The problem is that ideas of class conflict, labour organisation and left-wing politics are clearly central to the first definition but they have little enough to do with the second. The Cork textile workers described above for instance were devout Catholics, ‘reluctant trade unionists’ and never used the term ‘working class’ to talk about themselves. So this book, like most compilations in fact, could have done with a chapter clearing up definitions and framing the meaning of ‘class’ as a concept.

Lockouts, Animals and football

That said, what do we learn from this book? Conor McCabe, in an engaging chapter on the start of the 1913 Lockout argues that the strike was a culmination of a battle long in the offing between the employing class and the newly unionised workers organised by Jim Larkin and the ITGWU. This was battle, he argues not only for money but for power – who could make the decisions about workers’ pay and conditions.

The chapters offer a varied insight into twentieth century labour and working class history

James Curry in a chapter on Andrew Patrick Wilson, a contributor to Larkin’s newspaper The Irish Worker, shows the violent, outraged rhetoric used to describe William Martin Murphy – ‘exploiter’, ‘murderer’, ‘tyrant’ – which shows how bitter visceral was the class conflict of that time.

David Convery traces how the Lockout was remembered and commemorated, while Fiona McAuliffe tells of how the unions recovered from their defeat in 1913 by 1918 and played a central part, by way of a general strike, in the anti-conscription campaign of that year. McAuliffe also concludes however that the Conscription crisis was a missed opportunity for women workers, who signed a pledge not take the jobs of conscripted men.

Donal Fallon takes us through the moral panic over the Animal Gangs – apparently originally a derogatory name for the newsboys in the 1930s dispute with the IRA, but later a generic name for violent working class inner city gangs in Dublin throughout the 1940s and 50s. Sarah Anne Buckley recounts the dubious participation of the National Society for the Prevention of Cruelty to Children in the confinement of poor children in Industrial Schools where, even then it was clear that many were subjected to violent or sexual abuse.
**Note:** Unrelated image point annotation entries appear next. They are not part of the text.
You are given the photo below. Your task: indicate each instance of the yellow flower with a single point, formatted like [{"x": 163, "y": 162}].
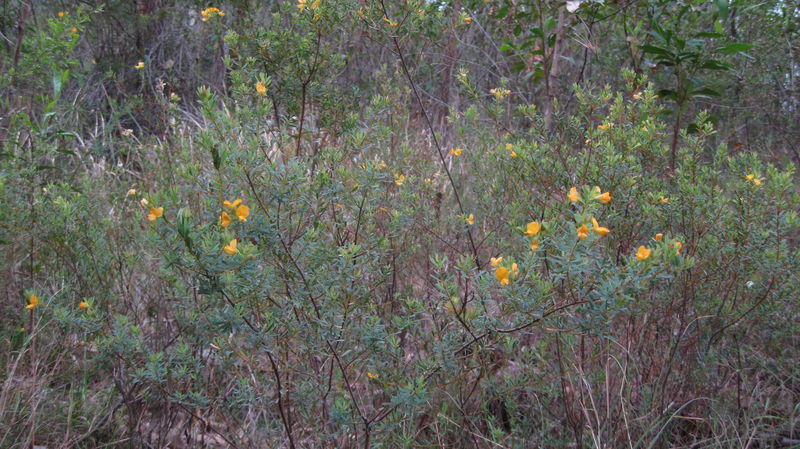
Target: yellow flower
[
  {"x": 33, "y": 301},
  {"x": 533, "y": 228},
  {"x": 242, "y": 212},
  {"x": 208, "y": 13},
  {"x": 599, "y": 229},
  {"x": 230, "y": 248},
  {"x": 583, "y": 231},
  {"x": 155, "y": 212},
  {"x": 225, "y": 219},
  {"x": 573, "y": 195},
  {"x": 501, "y": 274},
  {"x": 232, "y": 205}
]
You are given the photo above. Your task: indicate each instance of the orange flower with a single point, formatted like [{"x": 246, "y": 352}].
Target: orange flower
[
  {"x": 501, "y": 274},
  {"x": 242, "y": 212},
  {"x": 583, "y": 231},
  {"x": 599, "y": 229},
  {"x": 33, "y": 301},
  {"x": 232, "y": 205},
  {"x": 573, "y": 195},
  {"x": 533, "y": 228},
  {"x": 224, "y": 219},
  {"x": 230, "y": 248},
  {"x": 155, "y": 212}
]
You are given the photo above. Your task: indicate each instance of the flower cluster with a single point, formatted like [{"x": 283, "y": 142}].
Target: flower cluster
[
  {"x": 208, "y": 13},
  {"x": 499, "y": 93},
  {"x": 239, "y": 210},
  {"x": 755, "y": 180},
  {"x": 596, "y": 194},
  {"x": 504, "y": 273}
]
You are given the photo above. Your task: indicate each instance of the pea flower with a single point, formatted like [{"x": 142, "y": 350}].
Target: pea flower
[
  {"x": 533, "y": 228},
  {"x": 232, "y": 205},
  {"x": 242, "y": 212},
  {"x": 208, "y": 13},
  {"x": 599, "y": 229},
  {"x": 230, "y": 248},
  {"x": 33, "y": 301},
  {"x": 501, "y": 274},
  {"x": 583, "y": 231},
  {"x": 573, "y": 195},
  {"x": 155, "y": 212},
  {"x": 224, "y": 219}
]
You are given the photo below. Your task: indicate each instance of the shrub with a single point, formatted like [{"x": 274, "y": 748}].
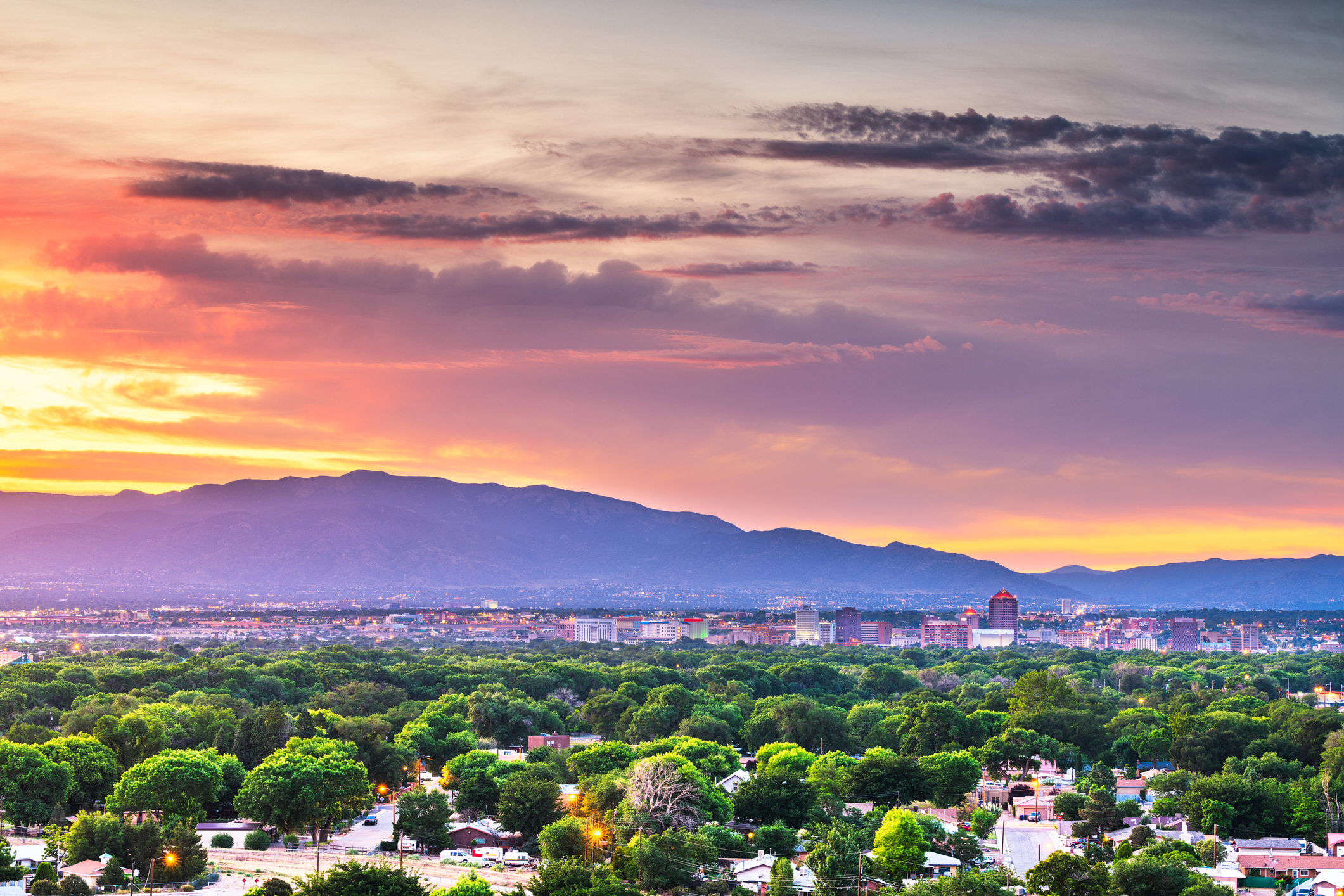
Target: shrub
[
  {"x": 74, "y": 886},
  {"x": 257, "y": 840}
]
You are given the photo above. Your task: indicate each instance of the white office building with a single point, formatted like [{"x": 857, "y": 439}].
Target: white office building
[
  {"x": 991, "y": 637},
  {"x": 593, "y": 630},
  {"x": 807, "y": 625}
]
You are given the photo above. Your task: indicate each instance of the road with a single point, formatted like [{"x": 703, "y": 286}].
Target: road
[
  {"x": 368, "y": 836},
  {"x": 1023, "y": 840}
]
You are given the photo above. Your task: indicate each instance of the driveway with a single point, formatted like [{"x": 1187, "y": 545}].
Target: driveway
[
  {"x": 1027, "y": 844},
  {"x": 368, "y": 836}
]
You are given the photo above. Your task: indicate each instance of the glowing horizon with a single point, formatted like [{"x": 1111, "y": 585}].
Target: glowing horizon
[{"x": 741, "y": 269}]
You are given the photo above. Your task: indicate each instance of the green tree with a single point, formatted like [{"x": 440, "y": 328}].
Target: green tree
[
  {"x": 309, "y": 783},
  {"x": 777, "y": 840},
  {"x": 1069, "y": 805},
  {"x": 470, "y": 884},
  {"x": 1152, "y": 876},
  {"x": 93, "y": 769},
  {"x": 1065, "y": 875},
  {"x": 32, "y": 785},
  {"x": 781, "y": 878},
  {"x": 887, "y": 778},
  {"x": 949, "y": 777},
  {"x": 601, "y": 758},
  {"x": 562, "y": 838},
  {"x": 361, "y": 879},
  {"x": 528, "y": 803},
  {"x": 774, "y": 797},
  {"x": 178, "y": 782},
  {"x": 92, "y": 835},
  {"x": 10, "y": 867},
  {"x": 1217, "y": 814},
  {"x": 901, "y": 844},
  {"x": 424, "y": 816},
  {"x": 112, "y": 874},
  {"x": 836, "y": 860}
]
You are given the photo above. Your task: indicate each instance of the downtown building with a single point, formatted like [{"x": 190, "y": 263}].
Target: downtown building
[{"x": 1003, "y": 611}]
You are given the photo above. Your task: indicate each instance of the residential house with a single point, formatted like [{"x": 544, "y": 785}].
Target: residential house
[
  {"x": 1130, "y": 789},
  {"x": 736, "y": 779},
  {"x": 1288, "y": 866},
  {"x": 1267, "y": 847},
  {"x": 754, "y": 874},
  {"x": 91, "y": 869},
  {"x": 485, "y": 832},
  {"x": 1226, "y": 875}
]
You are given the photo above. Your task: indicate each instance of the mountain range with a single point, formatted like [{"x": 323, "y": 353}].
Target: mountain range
[{"x": 374, "y": 530}]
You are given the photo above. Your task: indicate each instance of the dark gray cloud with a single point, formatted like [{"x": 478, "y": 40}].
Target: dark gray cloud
[
  {"x": 551, "y": 226},
  {"x": 1298, "y": 310},
  {"x": 710, "y": 271},
  {"x": 224, "y": 182},
  {"x": 1097, "y": 179}
]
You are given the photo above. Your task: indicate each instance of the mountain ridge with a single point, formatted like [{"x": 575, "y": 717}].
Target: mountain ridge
[{"x": 369, "y": 528}]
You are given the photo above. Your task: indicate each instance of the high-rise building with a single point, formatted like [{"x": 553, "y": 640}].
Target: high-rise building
[
  {"x": 1250, "y": 637},
  {"x": 805, "y": 621},
  {"x": 1003, "y": 611},
  {"x": 593, "y": 630},
  {"x": 875, "y": 632},
  {"x": 848, "y": 625},
  {"x": 1184, "y": 634},
  {"x": 944, "y": 633}
]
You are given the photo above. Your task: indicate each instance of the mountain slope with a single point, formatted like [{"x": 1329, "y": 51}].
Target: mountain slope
[{"x": 370, "y": 530}]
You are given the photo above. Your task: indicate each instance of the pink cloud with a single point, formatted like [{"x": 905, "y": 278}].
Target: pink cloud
[{"x": 1040, "y": 328}]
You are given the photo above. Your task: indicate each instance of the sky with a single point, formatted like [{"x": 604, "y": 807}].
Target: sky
[{"x": 1039, "y": 283}]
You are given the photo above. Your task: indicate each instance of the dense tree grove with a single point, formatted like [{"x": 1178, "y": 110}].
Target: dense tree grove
[{"x": 305, "y": 738}]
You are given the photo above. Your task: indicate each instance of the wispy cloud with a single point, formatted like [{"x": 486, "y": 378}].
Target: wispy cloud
[{"x": 1298, "y": 312}]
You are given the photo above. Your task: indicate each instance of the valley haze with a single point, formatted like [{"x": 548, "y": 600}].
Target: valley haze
[{"x": 371, "y": 530}]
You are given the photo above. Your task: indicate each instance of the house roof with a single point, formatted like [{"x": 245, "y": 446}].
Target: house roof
[
  {"x": 938, "y": 860},
  {"x": 1295, "y": 863},
  {"x": 1332, "y": 878},
  {"x": 87, "y": 868},
  {"x": 1225, "y": 869}
]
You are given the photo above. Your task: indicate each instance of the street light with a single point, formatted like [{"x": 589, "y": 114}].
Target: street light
[
  {"x": 401, "y": 857},
  {"x": 169, "y": 859}
]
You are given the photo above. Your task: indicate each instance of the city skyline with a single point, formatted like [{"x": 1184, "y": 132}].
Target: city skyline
[{"x": 1039, "y": 284}]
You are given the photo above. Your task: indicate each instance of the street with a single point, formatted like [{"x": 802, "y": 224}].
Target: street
[{"x": 1023, "y": 840}]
Meanwhile chapters by Sara Goek on Irish immigrants in postwar Britain and Alan Noonan on James Larkin’s reception in Butte Montana tell of the experiences of Irish workers abroad.  David Toms in a look at inter-factory football leagues (primarily soccer with some GAA) in Waterford and Limerick shows how the workplace could also be a social setting.


Like most compilations this is only a taste of research on the subject of class in Ireland rather than a definitive text. But it is still well worth picking up for the original and varied content.

One area, for instance which could do with more research in the future are the slum clearance projects from the 1920s onwards, but especially from the 1960s. Most Irish cities are now ringed with concrete public  housing estates constructed in this period.  Archive research might track the theory and practice of these projects, so central to modern working class experience (as for instance did Rhona McCord here on The Irish Story for Marino) and also how direct state provision of housing virtually disappeared in the 1990s to be replaced by ‘public private partnerships’.

This book is well worth picking up but more remains to be said on the subject

Sociological research might look at the formation of identities around the estates, why one was considered ‘rougher’, why some developed well while others fell into being centres of social problems.

Oddly enough, as Ireland has got richer, though not more equal, in the last two decades the idea that it has no class distinctions seems to have faded. Pop cultural references such as for instance, ‘Paths to Freedom’ and the ‘Ross O’Carroll Kelly’ series, have as their whole punchline social distinctions and status anxiety. Open rather than disguised celebration of social snobbery is probably not a good thing, but honesty about social division in the past and the present is necessary if we are really to understand either.